レオナルド・ダ・ヴィンチが生涯手元に置いていた三枚の絵画のうちの一枚が《洗礼者聖ヨハネ》です。
今日は、この『洗礼者聖ヨハネ』のモデルは女性なのでは? という謎に迫りたいと思います。
どうやって?
男性と女性とでは、動きが違います。静止画像を見ていると男なのか女なのか分からない時でも動画を見ると分かる場合があります。今回の謎解きでは、この手法を使います。
ダ・ヴィンチの「洗礼者聖ヨハネ」とは?
1513年頃に描かれたとされる「洗礼者ヨハネ」は、ダ・ヴィンチ最晩年の傑作です。この絵が描かれはじめたのは1505年からとする説があるようです。
聖ヨハネの右手人差し指は天を指さし微笑みを浮かべています。
Photo: Wikipedia
ダ・ヴィンチの描く人物は、「雌雄両生的」な感じのものがあり、その中でもこの絵が極めつけという気がします。
この絵は、本当に聖ヨハネなのでしょうか? 管理人には女性に見えます。
2016年、この絵の修復が行われました。何度も重ねられてきたニスによって本来の線の判別が難しくなっていました。2016年1月下旬に展示室から撤去され修復作業が始まり、10ヶ月あまりで作業は完了したようです。このときの修復は、表面に塗られている保護用のニスの層を薄くする作業が行われました。
この修復により、髪の毛のカールや色、毛皮がくっきりしました。
黒い背景に埋没して、全体がよく見えなかったのですが、修復により、かなり鮮明になったという印象を受けます。
聖ヨハネは右手人差し指で天を指していますが、十字架は持っていません。十字架は肩に置かれているだけで、どの手でも支えられていません。
それがなんなのさ?
この右手を動かすので、右手で隠れている部分の順番が重要になります。
この絵が「聖ヨハネ」を描いたものだとしても、モデルは女性だったのではないでしょうか。
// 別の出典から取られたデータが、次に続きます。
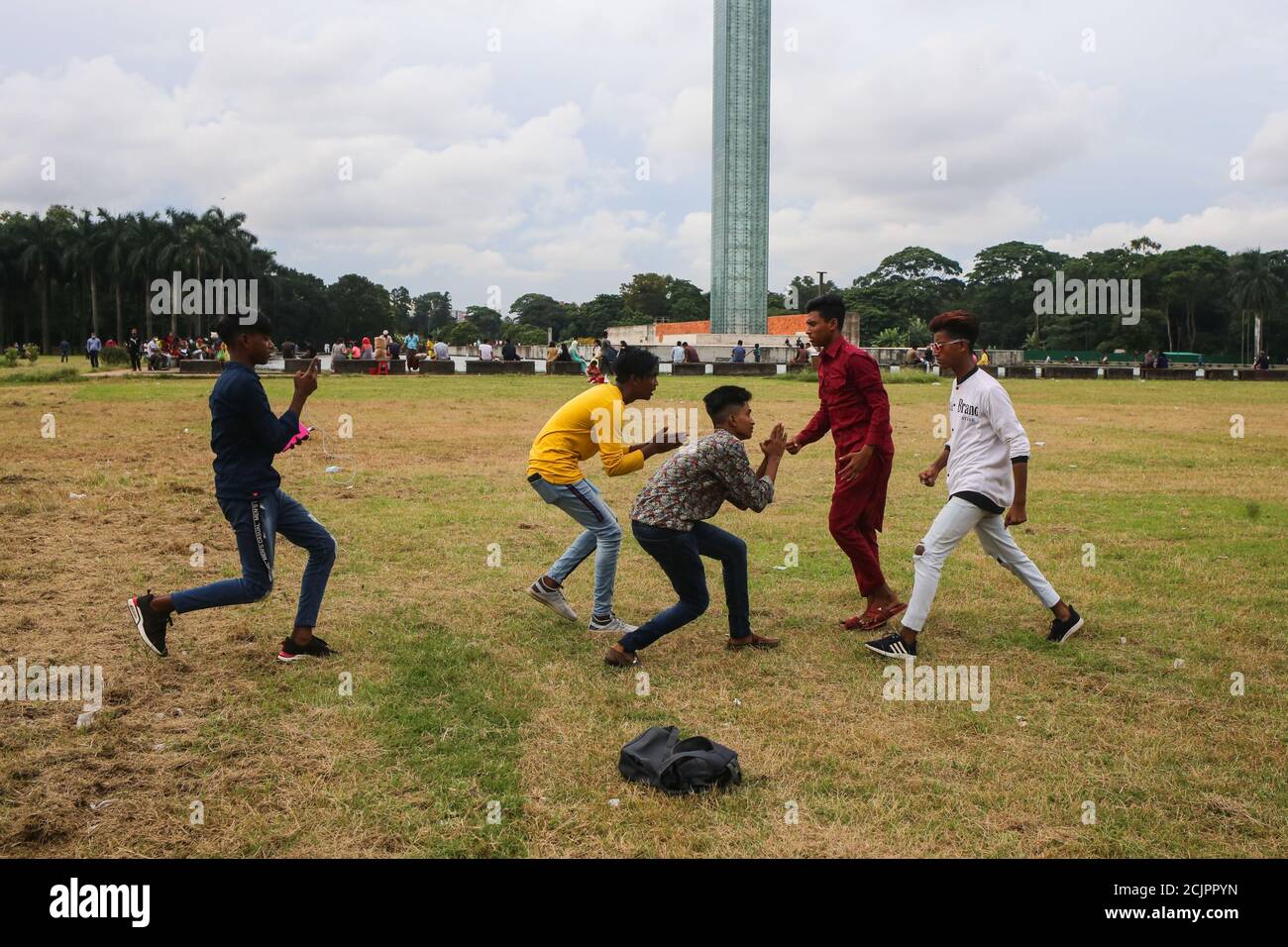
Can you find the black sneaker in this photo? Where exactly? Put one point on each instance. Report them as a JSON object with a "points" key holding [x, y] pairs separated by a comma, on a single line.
{"points": [[892, 646], [1063, 630], [150, 624], [291, 651]]}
胸のところに置かれた左手が、まるでふくらみを包み込むような手の形になっている。しかし、右手が邪魔でよく見えない。
そこで、右手を動かしてもらうことにします。
「洗礼者聖ヨハネ」の右手を動かしてみる
修復作業により、以前と比べて輪郭がはっきりしました。これをさらにくっきり画像に加工し、その上で、右手を動かしたいと思います。
上の画像を見ても違和感を感じないのではないでしょうか。
さらに、GIFアニメで動かしてみましょう。
このように動かしてみるとよく分かるのですが、肩の丸みや胸を隠すような右手の構図、そして左手の形などから、この絵のモデルは女性だったのではないかと管理人は考えました。少なくとも男の体型ではありません。
絵を見ただけで”女性的に見える”と思うだけでなく、実際に動かしてみることで、その確信が深まったように思います。
この動きは、”Photoshop CC” の「パペットワープ」で肩関節を固定して動かしています。比較的自然に見えると思いますが。